L’opposition de deux modèles très différents : les États-Unis et la France
D’un côté, la France possède un modèle de production relativement vertueux rythmé par une chronologie des médias rigoureuse, à laquelle s’ajoutent les aides du CNC et d’autres organismes de financement spécialisés, comme Coficiné, censés permettre à l’ensemble des maillons de la chaîne d’exister, dont les exploitants indépendants qui disposent de moins de moyens. De l’autre, les États-Unis semblent privilégier la politique du « chacun pour soi », en délaissant les salles de cinéma, dans la précarité, au profit des plateformes.

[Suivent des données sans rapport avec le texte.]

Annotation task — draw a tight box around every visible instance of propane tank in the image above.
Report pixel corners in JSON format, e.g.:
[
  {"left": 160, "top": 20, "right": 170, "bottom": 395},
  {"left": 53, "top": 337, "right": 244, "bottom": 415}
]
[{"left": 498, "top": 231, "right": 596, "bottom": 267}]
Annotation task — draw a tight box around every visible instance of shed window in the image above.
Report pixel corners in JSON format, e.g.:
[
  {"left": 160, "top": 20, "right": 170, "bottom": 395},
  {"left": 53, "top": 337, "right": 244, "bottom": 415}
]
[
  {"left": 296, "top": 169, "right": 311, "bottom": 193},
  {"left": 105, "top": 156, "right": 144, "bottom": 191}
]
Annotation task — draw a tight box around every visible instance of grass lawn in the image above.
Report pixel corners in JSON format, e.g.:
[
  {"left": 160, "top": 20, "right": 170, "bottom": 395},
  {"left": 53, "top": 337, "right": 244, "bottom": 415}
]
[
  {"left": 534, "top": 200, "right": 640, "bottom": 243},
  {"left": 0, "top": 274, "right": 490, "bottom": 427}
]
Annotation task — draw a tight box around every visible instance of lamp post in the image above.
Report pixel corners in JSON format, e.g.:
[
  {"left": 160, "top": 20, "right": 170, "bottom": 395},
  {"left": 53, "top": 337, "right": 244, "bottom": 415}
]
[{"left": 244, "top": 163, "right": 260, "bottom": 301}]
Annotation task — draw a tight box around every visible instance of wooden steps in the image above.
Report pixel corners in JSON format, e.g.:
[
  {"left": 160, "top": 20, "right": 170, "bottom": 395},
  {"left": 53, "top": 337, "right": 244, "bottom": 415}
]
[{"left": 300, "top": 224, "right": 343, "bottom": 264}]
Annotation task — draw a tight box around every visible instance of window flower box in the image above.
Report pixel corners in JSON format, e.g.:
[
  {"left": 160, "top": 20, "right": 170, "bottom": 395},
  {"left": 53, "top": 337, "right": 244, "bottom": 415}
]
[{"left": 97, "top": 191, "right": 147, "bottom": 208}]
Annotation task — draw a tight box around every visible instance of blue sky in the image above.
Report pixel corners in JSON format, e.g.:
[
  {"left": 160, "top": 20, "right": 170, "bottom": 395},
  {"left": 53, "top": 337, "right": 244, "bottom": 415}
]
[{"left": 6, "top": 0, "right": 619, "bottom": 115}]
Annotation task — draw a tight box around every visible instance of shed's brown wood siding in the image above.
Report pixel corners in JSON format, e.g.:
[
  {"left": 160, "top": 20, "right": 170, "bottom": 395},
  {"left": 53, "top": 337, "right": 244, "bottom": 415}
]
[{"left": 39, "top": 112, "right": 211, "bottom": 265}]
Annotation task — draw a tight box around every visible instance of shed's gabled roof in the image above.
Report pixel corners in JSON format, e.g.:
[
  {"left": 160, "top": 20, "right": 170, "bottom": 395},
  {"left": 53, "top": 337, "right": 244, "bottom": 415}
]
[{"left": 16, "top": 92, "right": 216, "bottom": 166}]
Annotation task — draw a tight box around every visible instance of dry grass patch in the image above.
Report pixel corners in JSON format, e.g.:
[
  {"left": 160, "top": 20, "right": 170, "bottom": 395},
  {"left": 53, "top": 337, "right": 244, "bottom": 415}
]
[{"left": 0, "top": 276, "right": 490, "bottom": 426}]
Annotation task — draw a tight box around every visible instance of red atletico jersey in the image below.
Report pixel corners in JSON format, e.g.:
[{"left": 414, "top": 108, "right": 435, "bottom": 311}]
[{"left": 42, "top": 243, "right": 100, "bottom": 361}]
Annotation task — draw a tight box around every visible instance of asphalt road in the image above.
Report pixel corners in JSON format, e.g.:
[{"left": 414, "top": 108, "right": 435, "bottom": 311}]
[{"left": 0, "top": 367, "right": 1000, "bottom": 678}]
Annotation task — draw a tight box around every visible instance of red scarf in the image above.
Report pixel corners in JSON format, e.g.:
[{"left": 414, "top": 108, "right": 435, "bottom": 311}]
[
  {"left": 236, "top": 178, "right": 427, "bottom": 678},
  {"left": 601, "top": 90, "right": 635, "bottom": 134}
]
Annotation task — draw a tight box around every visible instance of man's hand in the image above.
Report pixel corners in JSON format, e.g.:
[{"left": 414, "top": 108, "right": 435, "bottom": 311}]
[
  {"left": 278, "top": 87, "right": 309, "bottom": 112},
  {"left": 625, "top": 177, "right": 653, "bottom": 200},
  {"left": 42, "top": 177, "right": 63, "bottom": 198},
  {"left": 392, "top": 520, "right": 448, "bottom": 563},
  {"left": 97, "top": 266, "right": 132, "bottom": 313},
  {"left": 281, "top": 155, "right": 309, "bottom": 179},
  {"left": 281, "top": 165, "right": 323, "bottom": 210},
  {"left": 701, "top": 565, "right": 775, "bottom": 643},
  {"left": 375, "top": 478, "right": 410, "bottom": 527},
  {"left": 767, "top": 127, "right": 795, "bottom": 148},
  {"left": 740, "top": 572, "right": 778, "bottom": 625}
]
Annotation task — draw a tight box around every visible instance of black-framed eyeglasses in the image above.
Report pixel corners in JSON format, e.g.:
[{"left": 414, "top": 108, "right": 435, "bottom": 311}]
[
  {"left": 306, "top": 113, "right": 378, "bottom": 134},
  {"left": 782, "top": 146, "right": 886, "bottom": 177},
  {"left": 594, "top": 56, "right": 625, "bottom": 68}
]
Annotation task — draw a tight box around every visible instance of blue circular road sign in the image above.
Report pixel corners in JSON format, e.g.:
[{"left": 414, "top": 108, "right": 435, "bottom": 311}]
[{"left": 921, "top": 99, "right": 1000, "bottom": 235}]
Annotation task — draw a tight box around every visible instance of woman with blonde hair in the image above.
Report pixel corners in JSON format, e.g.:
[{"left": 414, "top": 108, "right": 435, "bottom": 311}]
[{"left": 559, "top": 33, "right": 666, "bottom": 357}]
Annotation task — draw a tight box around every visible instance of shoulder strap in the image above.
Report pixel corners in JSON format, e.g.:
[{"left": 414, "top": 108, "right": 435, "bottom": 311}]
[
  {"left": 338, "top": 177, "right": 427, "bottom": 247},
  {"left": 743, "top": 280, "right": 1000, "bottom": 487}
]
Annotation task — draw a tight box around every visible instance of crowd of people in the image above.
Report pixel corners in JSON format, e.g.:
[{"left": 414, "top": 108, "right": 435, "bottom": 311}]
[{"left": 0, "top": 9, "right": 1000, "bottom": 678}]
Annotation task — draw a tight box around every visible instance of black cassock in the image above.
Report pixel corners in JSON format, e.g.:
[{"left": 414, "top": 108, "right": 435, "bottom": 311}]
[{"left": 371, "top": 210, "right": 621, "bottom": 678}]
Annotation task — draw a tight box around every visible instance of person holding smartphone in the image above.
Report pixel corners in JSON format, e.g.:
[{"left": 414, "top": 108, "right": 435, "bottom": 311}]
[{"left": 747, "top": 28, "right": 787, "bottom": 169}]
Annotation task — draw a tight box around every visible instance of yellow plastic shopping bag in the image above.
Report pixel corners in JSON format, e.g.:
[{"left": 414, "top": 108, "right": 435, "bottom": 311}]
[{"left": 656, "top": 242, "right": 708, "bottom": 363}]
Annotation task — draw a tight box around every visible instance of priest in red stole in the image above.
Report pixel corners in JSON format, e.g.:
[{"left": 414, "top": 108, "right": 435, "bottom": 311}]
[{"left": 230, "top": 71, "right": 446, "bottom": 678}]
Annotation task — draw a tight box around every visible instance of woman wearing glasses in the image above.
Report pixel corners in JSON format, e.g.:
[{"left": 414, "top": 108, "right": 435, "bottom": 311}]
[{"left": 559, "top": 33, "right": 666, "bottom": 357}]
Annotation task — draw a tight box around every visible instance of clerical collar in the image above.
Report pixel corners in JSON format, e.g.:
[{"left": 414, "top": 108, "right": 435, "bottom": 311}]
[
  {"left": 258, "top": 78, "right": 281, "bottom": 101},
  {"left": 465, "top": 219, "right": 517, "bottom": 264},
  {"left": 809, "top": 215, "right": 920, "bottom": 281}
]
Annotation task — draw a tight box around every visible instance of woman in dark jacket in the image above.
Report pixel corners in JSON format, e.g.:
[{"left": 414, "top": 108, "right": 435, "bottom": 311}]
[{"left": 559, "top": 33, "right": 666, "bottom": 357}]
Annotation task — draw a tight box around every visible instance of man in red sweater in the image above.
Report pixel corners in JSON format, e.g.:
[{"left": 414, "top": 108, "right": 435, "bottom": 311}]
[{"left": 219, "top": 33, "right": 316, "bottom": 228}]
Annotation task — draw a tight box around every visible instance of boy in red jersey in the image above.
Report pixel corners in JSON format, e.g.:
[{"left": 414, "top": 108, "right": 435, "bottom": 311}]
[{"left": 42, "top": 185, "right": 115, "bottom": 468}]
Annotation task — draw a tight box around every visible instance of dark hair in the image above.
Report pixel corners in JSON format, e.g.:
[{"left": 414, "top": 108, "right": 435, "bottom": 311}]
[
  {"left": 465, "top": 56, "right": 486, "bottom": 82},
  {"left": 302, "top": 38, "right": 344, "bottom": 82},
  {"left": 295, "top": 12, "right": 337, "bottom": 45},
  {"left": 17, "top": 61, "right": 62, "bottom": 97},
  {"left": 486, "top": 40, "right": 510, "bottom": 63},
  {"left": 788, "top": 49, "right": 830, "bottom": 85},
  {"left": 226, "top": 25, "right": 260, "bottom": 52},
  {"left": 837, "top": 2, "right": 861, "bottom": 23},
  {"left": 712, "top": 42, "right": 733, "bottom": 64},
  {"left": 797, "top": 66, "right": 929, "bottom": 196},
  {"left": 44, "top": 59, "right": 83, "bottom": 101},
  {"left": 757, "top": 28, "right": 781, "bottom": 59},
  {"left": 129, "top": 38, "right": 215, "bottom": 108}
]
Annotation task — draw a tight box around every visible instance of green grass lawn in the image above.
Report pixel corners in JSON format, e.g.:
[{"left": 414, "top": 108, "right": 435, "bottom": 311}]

La situation est dramatique aux États-Unis. Fin septembre, après 6 mois de lutte contre la pandémie, Hollywood a publié un appel à l’aide au niveau du gouvernement fédéral en expliquant que sans aides financières, l’industrie du cinéma pourrait ne pas survivre. Aujourd’hui, 70% des exploitants de petites et moyennes salles sont menacés de faillite et 93% des exploitants de salles ont vu leurs revenus plonger de 75% et plus depuis le début de la crise. L’industrie emploie 150 000 personnes, dont beaucoup travaillent à temps partiel, si bien que les deux tiers des emplois sont menacés. Au mois de décembre dernier, la chaîne AMC Theaters, figurant dans le top 3 des plus gros circuits de salles aux États-Unis, a annoncé être à cours de liquidités et au bord de la faillite. Pour cause, sur leurs 598 salles, 494 ne fonctionnaient qu’avec une capacité de 20 à 40%.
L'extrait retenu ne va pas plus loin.